The Hidden Now Heard project exhibition at Wrexham Museum was launched last week by Communities and Tackling Poverty Minister, Lesley Griffiths, and will be open until 31 October before beginning its tour of Wales.
Visitors can explore a varied collection of objects, photographs and personal recollections from people like Patrick, a former patient at Bryn-Y-Neuadd hospital in Conwy. Patrick was prevented from attending his parent’s funeral after their death in the 1980s, and was never told where they were buried. It wasn’t until Hidden Now Heard volunteers were able to locate their graves, through extensive research, that he was able to visit their final resting place.

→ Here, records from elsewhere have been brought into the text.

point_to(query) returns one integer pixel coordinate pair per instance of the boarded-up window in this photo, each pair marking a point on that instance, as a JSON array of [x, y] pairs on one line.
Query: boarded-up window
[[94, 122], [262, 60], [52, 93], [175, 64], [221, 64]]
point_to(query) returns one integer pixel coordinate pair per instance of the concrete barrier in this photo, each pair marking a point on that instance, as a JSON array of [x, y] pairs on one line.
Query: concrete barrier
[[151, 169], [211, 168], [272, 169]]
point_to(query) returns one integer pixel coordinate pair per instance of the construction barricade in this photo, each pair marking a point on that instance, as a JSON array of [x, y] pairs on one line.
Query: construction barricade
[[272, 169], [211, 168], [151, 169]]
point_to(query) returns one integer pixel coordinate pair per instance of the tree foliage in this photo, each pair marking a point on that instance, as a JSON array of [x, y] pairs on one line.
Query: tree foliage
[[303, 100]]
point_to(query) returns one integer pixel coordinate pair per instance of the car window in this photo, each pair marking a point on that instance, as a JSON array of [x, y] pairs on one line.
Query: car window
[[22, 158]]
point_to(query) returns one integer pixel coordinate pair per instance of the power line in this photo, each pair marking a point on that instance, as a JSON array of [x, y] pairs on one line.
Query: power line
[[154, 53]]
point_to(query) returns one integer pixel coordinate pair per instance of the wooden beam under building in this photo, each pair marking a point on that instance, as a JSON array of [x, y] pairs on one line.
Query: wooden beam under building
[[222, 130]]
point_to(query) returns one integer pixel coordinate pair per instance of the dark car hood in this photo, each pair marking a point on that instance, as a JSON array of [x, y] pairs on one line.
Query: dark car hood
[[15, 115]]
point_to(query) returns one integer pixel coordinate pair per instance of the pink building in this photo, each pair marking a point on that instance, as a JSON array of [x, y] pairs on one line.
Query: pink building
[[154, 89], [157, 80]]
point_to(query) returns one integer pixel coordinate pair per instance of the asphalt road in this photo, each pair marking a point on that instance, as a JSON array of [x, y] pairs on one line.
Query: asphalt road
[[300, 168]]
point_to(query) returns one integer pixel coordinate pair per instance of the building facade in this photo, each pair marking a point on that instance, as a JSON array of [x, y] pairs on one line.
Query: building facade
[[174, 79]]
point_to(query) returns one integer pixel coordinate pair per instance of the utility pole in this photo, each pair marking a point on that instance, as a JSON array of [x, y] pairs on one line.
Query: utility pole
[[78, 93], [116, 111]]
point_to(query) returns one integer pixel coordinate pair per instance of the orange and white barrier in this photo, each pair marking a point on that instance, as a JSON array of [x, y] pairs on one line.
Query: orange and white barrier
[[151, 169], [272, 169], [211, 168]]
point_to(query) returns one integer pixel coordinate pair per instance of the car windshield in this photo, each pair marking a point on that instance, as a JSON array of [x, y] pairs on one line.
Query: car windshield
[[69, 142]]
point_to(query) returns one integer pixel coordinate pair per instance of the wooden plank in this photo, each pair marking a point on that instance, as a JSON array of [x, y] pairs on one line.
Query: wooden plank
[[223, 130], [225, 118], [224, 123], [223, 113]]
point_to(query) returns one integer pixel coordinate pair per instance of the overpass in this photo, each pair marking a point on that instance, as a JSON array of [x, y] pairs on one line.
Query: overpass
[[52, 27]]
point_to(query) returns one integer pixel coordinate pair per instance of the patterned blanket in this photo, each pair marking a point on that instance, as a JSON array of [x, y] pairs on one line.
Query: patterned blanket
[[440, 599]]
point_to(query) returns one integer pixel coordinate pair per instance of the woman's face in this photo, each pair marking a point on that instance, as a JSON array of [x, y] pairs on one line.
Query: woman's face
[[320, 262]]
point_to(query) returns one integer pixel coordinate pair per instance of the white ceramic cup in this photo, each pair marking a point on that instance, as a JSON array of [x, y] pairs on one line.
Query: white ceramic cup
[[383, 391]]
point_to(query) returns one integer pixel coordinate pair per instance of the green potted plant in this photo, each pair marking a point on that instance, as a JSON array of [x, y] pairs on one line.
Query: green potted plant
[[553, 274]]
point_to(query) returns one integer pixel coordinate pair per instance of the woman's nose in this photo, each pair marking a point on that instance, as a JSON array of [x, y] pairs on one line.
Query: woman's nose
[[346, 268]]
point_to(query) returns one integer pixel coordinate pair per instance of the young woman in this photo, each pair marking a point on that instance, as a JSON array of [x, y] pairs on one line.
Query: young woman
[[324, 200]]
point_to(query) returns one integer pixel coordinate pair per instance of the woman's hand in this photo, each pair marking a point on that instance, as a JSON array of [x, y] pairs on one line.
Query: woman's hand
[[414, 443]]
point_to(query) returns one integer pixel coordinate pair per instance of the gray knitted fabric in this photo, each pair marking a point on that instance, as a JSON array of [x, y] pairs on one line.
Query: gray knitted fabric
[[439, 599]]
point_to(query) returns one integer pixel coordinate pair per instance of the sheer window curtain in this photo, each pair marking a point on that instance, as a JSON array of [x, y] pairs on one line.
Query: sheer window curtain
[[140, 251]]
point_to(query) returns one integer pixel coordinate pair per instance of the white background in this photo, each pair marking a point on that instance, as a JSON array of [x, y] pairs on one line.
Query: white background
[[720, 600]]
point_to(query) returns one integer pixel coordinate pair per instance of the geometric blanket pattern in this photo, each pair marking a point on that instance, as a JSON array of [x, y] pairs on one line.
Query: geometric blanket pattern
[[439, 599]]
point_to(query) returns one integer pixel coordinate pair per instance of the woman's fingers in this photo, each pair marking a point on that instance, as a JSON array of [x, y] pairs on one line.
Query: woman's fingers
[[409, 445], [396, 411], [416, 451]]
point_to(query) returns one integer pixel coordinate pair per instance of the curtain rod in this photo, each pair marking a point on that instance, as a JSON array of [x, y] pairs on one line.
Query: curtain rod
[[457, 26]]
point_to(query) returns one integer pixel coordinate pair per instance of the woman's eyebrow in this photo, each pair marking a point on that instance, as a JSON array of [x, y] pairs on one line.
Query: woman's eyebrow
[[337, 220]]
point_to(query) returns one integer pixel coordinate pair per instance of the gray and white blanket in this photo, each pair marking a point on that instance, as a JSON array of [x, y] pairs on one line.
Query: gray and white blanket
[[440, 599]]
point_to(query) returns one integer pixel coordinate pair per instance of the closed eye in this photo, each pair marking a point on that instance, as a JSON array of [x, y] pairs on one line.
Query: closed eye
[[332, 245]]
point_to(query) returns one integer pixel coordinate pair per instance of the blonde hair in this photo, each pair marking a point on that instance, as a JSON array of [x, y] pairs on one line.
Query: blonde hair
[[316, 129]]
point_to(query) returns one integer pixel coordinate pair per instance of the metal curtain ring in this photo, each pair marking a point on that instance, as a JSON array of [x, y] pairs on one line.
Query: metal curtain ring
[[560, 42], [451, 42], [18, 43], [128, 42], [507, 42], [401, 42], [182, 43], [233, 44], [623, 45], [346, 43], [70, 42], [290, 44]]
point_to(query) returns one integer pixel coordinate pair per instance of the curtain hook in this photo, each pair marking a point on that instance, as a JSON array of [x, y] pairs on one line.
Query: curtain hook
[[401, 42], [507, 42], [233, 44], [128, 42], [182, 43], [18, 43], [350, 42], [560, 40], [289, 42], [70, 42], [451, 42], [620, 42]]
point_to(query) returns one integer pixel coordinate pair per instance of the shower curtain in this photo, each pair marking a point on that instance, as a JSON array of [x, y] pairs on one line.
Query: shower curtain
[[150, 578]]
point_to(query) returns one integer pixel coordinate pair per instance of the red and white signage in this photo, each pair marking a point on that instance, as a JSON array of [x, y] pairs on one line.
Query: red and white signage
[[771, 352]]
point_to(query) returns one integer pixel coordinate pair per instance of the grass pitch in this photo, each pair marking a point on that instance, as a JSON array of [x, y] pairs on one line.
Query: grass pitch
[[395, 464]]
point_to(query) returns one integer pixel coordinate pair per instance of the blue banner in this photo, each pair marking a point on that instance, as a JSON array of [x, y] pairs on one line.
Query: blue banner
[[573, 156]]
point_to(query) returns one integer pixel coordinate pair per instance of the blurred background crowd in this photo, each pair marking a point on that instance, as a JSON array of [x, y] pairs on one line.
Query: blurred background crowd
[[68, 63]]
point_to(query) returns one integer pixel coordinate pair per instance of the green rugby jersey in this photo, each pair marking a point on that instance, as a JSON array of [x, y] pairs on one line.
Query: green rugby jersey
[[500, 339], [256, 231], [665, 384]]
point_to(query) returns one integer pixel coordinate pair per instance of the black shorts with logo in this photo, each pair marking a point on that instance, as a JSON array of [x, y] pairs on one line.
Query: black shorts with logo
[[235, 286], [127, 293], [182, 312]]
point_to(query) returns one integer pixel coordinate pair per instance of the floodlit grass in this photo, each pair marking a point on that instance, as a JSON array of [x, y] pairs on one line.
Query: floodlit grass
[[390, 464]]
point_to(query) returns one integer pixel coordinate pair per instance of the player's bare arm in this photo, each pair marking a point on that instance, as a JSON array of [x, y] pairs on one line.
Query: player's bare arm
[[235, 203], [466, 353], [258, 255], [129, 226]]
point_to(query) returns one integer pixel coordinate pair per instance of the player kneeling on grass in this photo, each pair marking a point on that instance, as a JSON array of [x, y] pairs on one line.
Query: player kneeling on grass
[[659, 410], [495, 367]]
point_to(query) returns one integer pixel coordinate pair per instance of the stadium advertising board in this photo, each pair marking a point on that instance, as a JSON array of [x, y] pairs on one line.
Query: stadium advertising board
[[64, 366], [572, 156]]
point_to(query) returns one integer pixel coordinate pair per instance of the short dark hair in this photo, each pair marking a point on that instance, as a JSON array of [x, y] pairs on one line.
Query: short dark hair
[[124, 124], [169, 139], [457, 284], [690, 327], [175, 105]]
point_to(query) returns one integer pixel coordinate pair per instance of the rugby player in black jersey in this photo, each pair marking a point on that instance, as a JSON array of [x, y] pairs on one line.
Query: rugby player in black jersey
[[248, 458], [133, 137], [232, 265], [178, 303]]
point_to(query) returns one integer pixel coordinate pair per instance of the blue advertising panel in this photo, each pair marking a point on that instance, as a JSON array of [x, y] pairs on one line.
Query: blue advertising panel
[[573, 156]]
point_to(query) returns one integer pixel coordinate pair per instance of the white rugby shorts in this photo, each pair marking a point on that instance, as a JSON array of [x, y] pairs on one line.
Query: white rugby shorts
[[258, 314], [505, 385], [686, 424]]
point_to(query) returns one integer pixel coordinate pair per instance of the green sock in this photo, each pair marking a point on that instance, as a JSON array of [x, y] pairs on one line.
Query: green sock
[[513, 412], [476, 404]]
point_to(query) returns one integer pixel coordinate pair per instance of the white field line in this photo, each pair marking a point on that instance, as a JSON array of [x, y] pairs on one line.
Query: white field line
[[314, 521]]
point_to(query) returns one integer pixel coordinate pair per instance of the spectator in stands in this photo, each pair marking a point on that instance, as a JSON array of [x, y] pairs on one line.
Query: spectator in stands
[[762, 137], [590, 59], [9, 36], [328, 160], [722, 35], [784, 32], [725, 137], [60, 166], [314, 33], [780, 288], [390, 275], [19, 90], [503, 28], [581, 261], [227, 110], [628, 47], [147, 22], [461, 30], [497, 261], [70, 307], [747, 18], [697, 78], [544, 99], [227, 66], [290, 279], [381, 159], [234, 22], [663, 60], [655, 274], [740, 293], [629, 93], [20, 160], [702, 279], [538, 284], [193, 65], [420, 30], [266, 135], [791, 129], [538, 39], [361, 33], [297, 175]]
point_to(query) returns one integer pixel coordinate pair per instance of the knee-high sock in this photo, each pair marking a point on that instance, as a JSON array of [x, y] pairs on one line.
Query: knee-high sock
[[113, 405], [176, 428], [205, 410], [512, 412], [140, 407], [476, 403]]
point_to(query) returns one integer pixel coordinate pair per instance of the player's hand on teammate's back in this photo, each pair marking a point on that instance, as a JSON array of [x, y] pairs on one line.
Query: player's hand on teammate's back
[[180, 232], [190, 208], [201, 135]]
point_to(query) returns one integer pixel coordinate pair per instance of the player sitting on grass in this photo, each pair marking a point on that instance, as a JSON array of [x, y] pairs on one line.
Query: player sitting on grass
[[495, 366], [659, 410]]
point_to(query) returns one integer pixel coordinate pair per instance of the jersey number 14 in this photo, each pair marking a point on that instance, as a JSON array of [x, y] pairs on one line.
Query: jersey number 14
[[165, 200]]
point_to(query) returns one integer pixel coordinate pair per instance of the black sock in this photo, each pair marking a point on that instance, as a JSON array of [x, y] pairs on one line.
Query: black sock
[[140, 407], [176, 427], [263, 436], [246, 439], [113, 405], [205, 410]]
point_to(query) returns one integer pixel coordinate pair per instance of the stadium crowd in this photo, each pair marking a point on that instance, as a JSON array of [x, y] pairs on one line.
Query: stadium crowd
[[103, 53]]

By showcasing previously unheard stories of people with learning disabilities in Wales, Hidden Now Heard is helping de-stigmatise the topic of mental health in an age when acceptance might be better than it was decades previously, but perhaps still has some way to go.
Richard Bellamy, Head of HLF Wales, explains why sharing stories like Patrick’s is particularly important: “What happened to Patrick is heart-rending, and would simply never happen today. But it is important we don’t forget how things used to be, and that stories and struggles like his are not forgotten.
“We are glad to have played a part in helping others like Patrick do some justice to their memories and experiences, by sharing them with the public today. I strongly recommend a visit to the exhibition if you’re in the area, as I’m sure it will be eye-opening for many people.”
You can visit the Hidden Now Heard exhibition free of charge at Wrexham Museum until 31 October, before it continues its tour of Wales.